Sunday, November 11, 2007

Promises are a bit like presents - they're only good when you get them.

The SNP have behaved just as one would have expected from a party trying to get into power and promised more than they can deliver. They also have another problem - they've got into one kind of power, but it's not the power they want. Independence to them is everything and instead of getting on with the job of playing the cards they've been dealt they want to change the game, the rules and of course get a fresh hand.

John Swinney's pronouncement that EVERY household in Scotland will be £10,000 a year better off within a decade (under an independent Scotland run by the SNP) is just plain stupid. He bases his prediction on boosting small and medium-sized businesses, investing in industries of the future and better training, resulting in better-paid jobs. It all looks good on paper but of course like many such predictions it's also based on statistical extrapolation. Having been involved in economic planning at one time in my life I came to realise that forecasting was as much as anything a matter of luck. As often as not getting to the right answer depended on so many factors out with your control and correct forecasting happened a lot less often than it did.

Swinney said the £10,000 rise in average wealth would be achieved by economic growth reaching 4% per year, the same rate as small independent countries in the EU, compared to Scotland's current 2.1% rate. Of course it all depends on Scotland becoming independent, which is still an unlikely outcome. However, it's tactics like this by the SNP that are designed to make it more likely. Promising the earth and then having to deliver it is always a tricky political manoeuvre. In this case it's amateur forecasting that Swinney well knows will never be tested and all he's doing is grabbing some headlines for the SNP. It's also designed to divert attention from some of their other failed promises (notably class sizes and the extra policeman).

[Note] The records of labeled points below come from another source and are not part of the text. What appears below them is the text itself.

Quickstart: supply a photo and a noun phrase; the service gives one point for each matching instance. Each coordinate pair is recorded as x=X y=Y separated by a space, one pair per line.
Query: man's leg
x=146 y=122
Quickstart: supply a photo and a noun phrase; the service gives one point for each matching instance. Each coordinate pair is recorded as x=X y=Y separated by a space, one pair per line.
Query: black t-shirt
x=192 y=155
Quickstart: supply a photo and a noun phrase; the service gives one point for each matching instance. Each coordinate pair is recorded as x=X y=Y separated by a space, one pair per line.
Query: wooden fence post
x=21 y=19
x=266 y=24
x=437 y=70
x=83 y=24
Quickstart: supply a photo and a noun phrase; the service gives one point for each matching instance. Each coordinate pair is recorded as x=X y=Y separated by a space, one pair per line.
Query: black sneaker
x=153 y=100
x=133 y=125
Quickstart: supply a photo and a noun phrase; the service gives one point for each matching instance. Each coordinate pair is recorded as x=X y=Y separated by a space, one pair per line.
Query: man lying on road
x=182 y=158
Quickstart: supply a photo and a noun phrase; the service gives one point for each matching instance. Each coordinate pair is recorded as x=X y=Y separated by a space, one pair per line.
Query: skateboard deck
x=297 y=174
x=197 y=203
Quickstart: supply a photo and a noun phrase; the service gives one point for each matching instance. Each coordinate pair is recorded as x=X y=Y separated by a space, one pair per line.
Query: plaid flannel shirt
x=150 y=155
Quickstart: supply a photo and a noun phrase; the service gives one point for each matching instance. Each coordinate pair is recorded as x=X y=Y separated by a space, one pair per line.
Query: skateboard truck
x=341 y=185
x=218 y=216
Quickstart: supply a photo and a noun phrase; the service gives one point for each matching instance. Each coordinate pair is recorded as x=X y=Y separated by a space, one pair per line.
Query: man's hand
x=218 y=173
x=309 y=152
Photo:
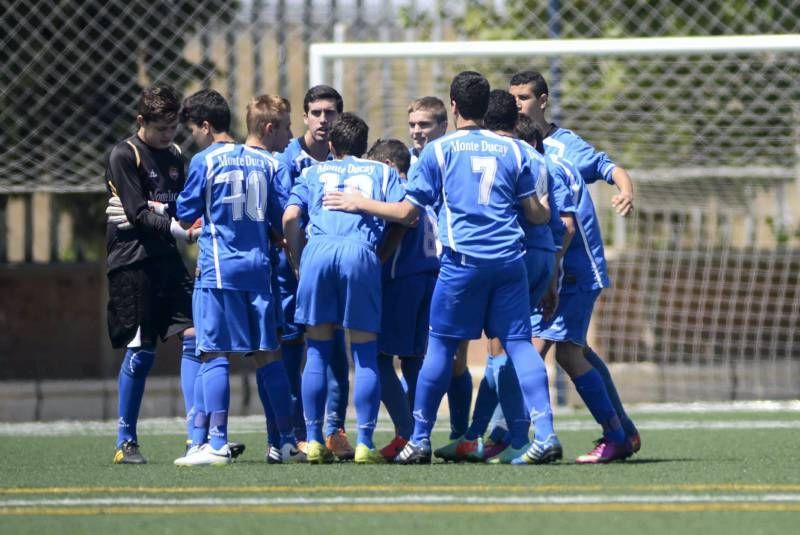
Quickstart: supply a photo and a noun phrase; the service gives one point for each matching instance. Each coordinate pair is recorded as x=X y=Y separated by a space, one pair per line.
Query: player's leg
x=631 y=432
x=457 y=306
x=509 y=319
x=131 y=326
x=336 y=401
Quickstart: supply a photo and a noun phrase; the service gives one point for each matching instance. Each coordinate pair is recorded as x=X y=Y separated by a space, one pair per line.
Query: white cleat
x=291 y=454
x=205 y=455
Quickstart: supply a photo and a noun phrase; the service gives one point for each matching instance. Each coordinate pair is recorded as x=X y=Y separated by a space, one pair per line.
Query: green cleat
x=365 y=455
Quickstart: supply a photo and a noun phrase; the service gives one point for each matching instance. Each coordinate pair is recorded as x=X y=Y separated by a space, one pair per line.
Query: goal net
x=705 y=297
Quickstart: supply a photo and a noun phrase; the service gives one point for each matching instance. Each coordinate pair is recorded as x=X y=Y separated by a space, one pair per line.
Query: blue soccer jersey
x=372 y=179
x=592 y=165
x=584 y=261
x=232 y=187
x=477 y=176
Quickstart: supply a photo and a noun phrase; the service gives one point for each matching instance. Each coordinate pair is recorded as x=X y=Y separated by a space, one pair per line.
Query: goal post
x=705 y=297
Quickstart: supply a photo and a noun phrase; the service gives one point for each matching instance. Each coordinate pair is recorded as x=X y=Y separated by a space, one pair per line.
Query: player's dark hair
x=470 y=91
x=349 y=135
x=433 y=105
x=526 y=131
x=501 y=114
x=159 y=103
x=323 y=92
x=531 y=77
x=391 y=150
x=207 y=105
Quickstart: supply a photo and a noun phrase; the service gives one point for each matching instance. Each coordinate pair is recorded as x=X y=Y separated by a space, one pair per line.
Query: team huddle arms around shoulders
x=315 y=252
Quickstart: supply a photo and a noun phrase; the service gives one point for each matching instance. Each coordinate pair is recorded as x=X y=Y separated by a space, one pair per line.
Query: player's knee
x=138 y=361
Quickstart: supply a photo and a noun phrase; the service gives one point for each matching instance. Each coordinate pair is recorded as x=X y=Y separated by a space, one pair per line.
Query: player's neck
x=316 y=149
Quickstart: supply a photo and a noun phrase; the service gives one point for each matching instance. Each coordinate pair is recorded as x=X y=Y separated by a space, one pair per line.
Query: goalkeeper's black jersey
x=137 y=173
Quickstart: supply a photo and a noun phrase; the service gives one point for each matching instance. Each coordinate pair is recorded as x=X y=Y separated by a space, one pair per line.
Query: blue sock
x=293 y=360
x=485 y=403
x=132 y=376
x=434 y=377
x=367 y=395
x=276 y=385
x=410 y=367
x=598 y=364
x=190 y=364
x=217 y=394
x=273 y=435
x=592 y=390
x=394 y=397
x=459 y=397
x=315 y=386
x=338 y=385
x=532 y=377
x=512 y=402
x=199 y=418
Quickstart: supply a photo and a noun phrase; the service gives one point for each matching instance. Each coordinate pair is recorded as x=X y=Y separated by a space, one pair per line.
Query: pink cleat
x=605 y=451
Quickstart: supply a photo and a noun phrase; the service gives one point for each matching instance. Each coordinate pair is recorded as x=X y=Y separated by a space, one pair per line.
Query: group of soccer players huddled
x=312 y=255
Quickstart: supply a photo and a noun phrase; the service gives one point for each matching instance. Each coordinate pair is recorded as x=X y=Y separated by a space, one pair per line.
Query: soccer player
x=479 y=177
x=340 y=279
x=321 y=105
x=427 y=120
x=584 y=275
x=232 y=187
x=149 y=289
x=269 y=130
x=410 y=266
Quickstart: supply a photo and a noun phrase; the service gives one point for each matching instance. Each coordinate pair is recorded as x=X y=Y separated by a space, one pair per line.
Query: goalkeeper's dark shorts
x=148 y=300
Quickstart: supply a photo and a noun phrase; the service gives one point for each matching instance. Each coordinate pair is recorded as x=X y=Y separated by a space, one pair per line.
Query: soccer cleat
x=635 y=443
x=317 y=453
x=339 y=446
x=492 y=448
x=605 y=451
x=394 y=447
x=470 y=451
x=541 y=452
x=128 y=453
x=237 y=448
x=508 y=454
x=291 y=454
x=273 y=455
x=415 y=453
x=448 y=452
x=205 y=455
x=366 y=455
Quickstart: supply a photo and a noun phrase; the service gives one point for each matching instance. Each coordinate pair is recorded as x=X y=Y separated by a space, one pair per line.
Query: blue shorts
x=406 y=314
x=540 y=265
x=340 y=283
x=471 y=297
x=570 y=322
x=233 y=321
x=287 y=286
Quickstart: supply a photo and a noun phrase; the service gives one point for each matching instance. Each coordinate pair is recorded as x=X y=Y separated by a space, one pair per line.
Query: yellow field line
x=411 y=508
x=301 y=489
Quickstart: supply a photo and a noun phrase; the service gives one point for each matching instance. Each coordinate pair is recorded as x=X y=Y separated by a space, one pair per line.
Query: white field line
x=574 y=499
x=255 y=424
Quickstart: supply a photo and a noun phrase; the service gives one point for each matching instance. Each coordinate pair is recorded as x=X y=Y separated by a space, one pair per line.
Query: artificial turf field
x=698 y=472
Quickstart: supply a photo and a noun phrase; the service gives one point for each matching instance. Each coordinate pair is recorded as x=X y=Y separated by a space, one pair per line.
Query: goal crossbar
x=319 y=53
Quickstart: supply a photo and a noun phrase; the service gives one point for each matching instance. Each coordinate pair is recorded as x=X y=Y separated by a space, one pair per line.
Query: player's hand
x=623 y=202
x=342 y=201
x=116 y=214
x=158 y=207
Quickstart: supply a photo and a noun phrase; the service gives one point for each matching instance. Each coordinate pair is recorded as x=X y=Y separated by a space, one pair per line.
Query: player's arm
x=622 y=201
x=293 y=233
x=402 y=212
x=123 y=178
x=393 y=237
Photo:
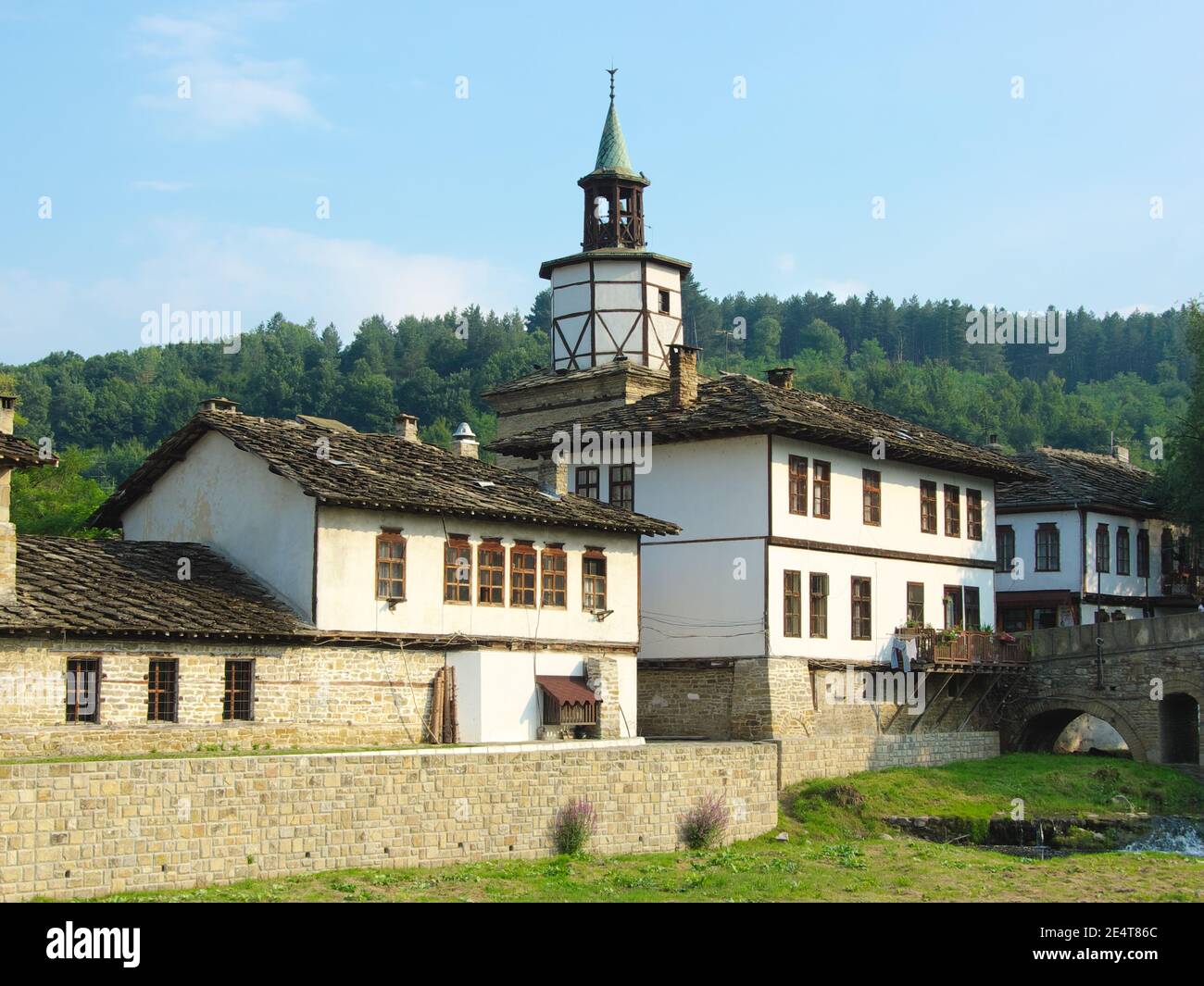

I guess this is also another example of the SNP having a ‘conversation’ on independence; pretty soon people are going to realise that it's a pretty one sided. Isn’t it about time we started talking about the cost of independence? It is inconceivable that the cost of running an independent Scotland will not rise. The SNP and John Swinney are a bit like salesmen - all they think about are their revenue targets. Would I trust a man like him to run my business? It’s all very well having a man with “a work rate the size of Jupiter”, multi-tasking, as John Swinney does, but it would also be good if he also had "a brain the size of a planet".